– Да… малыш, опять не заслужил ты «Моби Дик», – на сей раз без всегдашней своей иронии сказал мне Резинков. И уже для остальных добавил: – Зацепился баллонами за трансекту. Да еще умудрился в последний момент как-то расстегнуть зажим стекла. Наверняка теперь полные штаны воды, а может, и не только воды, – попытался он все же пошутить, но это у него не получилось. И, снова обернувшись ко мне, закончил: – Ты, паря, за один день, пожалуй, исчерпал все свои напасти, какие только можно придумать и какие только могли с тобой или с кем-то другим приключиться за многие часы погружений. Надеюсь, что завтра ты нас уже ничем не удивишь?..
В его последней фразе было все-таки больше вопроса, чем утверждения, и от этого при одной только мысли о погружении у меня противно засосало под ложечкой. Наверное, в тот момент я был похож на мокрую курицу, а вернее, на мокрого кура, вытащенного из проруби, и поэтому в ответ на последнюю фразу Резинкова только и мог неопределенно пожать плечами. Ни на что большее у меня уже просто не было сил.
В водолазке, сняв с себя мокрую одежду и переодевшись в сухое, я присел на полено у раскаленной печки, вдруг почувствовав себя таким несчастным, несуразным, одиноким, что впору было разреветься. Но тут, всунув в щель двери сначала свой черный нос, а потом и все остальное, в вагончик протиснулся прижившийся у нас небольшой беспородный деревенский пес Мишка.
Он взглянул на меня своими озорными черными глазами с веселыми блестками и, забравшись по поленьям, лежащим сбоку от печи, повыше, сначала протяжно зевнул, а потом лизнул меня своим горячим шершавым языком прямо в нос, тем более что отодвинуться мне было просто некуда. И это его непроизвольное действие, словно подбадривающее меня, слегка отодвинуло куда-то мысли о моей полной несчастности.

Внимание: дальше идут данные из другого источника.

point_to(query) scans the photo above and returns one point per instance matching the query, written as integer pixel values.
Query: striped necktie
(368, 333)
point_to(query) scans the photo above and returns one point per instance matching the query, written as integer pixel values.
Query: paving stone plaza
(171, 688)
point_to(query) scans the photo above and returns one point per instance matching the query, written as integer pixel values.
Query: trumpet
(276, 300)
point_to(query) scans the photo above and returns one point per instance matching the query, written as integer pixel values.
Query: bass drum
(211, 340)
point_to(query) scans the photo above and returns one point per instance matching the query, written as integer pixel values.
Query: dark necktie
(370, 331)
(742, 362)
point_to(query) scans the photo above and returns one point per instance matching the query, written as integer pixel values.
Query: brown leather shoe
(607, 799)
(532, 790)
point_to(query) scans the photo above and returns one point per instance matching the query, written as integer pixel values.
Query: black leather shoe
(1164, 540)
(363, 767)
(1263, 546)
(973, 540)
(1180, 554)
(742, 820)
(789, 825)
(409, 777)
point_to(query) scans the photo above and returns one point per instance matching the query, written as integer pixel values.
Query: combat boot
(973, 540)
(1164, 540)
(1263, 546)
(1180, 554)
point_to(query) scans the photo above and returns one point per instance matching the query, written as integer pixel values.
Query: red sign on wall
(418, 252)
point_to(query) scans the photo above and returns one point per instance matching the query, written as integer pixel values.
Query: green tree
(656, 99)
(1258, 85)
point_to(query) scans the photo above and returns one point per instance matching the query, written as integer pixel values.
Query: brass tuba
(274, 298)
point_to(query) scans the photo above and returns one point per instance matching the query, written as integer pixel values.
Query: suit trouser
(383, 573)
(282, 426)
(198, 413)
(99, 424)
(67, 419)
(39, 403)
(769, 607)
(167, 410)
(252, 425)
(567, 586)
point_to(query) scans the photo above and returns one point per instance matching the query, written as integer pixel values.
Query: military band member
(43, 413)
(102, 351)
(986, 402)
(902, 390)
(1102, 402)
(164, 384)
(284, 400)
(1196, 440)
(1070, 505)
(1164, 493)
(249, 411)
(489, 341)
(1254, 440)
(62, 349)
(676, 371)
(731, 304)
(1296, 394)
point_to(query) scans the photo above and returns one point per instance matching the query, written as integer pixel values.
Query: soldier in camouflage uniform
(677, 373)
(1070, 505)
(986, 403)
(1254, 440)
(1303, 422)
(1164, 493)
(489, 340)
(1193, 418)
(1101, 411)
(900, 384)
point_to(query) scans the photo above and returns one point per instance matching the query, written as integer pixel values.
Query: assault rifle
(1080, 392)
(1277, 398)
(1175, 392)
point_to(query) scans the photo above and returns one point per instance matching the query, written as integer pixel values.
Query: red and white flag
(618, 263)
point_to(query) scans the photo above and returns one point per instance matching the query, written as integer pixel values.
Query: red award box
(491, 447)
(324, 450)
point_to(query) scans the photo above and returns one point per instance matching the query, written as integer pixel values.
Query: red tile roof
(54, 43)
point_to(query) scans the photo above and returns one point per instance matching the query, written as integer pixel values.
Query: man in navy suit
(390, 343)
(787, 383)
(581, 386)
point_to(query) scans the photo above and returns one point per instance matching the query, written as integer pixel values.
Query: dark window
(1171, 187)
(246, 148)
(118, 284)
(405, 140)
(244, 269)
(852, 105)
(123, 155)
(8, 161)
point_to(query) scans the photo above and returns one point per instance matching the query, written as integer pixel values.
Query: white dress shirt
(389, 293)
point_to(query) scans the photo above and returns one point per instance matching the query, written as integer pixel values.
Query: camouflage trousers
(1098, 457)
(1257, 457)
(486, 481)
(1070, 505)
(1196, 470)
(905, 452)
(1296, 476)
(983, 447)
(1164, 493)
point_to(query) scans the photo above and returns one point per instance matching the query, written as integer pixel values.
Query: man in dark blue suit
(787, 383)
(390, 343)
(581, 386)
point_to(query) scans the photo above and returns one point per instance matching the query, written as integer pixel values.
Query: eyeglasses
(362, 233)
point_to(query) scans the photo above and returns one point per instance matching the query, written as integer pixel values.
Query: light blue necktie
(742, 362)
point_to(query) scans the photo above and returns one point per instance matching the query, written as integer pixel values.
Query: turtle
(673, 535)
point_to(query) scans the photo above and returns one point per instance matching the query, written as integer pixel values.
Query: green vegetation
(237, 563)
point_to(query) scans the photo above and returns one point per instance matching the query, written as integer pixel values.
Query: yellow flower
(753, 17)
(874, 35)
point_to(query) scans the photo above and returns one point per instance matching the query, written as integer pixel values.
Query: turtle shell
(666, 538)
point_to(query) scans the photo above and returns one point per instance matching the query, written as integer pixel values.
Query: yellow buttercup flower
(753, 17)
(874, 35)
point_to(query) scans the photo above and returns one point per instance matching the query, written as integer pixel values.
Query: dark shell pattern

Шагая рядом с Мишкой, который, заглядывая в мои глаза, при этом еще извивался всем телом и весело вилял хвостом, в наш жилой вагончик, от которого отделяла какая-нибудь дюжина шагов, и вдыхая при этом полной грудью холодный чистый воздух, в океан которого я был здесь погружен, в ритме своих шагов я прочел ему очень древние стихи, вдруг всплывшие из далеких глубин моей памяти.
В оригинале Мишка, конечно, отсутствовал, но зато он присутствовал сейчас здесь, со мной, под этим тусклым небом и, так же как и я, вдыхал такой упоительный байкальский воздух!
А свой «Моби Дик» на следующий день я все-таки заработал…
Постепенно мы обживали наш подводный каньон. И к середине экспедиции все как-то очень хорошо сдружились. Хотя и разногласия конечно же случались. И неприятности бывали тоже.
Помню, как я страховал Давыдова и, когда он подал сигнал: «Все в порядке. Всплываю», дернув два раза страховой конец, я начал потихоньку, чувствуя его неспешный, размеренный ход, выбирать веревку… А когда его голова показалась над водой, я с ужасом увидел, что маска у него почти на треть заполнена слегка пенящейся кровью.
Оказалось, что на глубине в носу у него лопнул какой-то сосуд, и, пока Давыдов доделывал работу, кровь из носа капала в маску. После этого он почти неделю не мог погружаться. На определенной глубине сосудик каждый раз норовил лопнуть снова от так и не установленной нами причины, которой вполне могла быть легкая простуда, а оттого и почти незаметная заложенность носа.
Впоследствии многие детали подзабылись, а вернее, яркость их померкла, потускнела, как старинное серебро, но очень многое и до сих пор помнится отчетливо и ясно.
Разве забудешь и первые страхи, и первые восторги от необычного ощущения парения над бездной с ее неподвижной непроницаемо-черной, таинственной и страшно манящей к себе глубиной. И подводные скалы каньона, словно стены старинного замка, поросшие на естественных террасах зелеными разлапистыми губками. И здоровенного для Байкала, как большой палец руки, акантогаммаруса, почти упирающегося боковыми острыми шипами своего панциря в стекло твоей маски и, развернувшись, внимательно разглядывающего тебя за ним.
Так мы и стояли оба в толще вод, замерев, взирая друг на друга, словно пытаясь разгадать извечную загадку жизни, такой разнообразной во всех ее проявлениях. И только плеоподы рачка да мои ласты плавно двигались, нарушая эту застылость. Однако задерживать дыхание надолго было невмоготу, а бурливые пузыри воздуха, вырвавшиеся с шумом из акваланга, спугнули моего визави.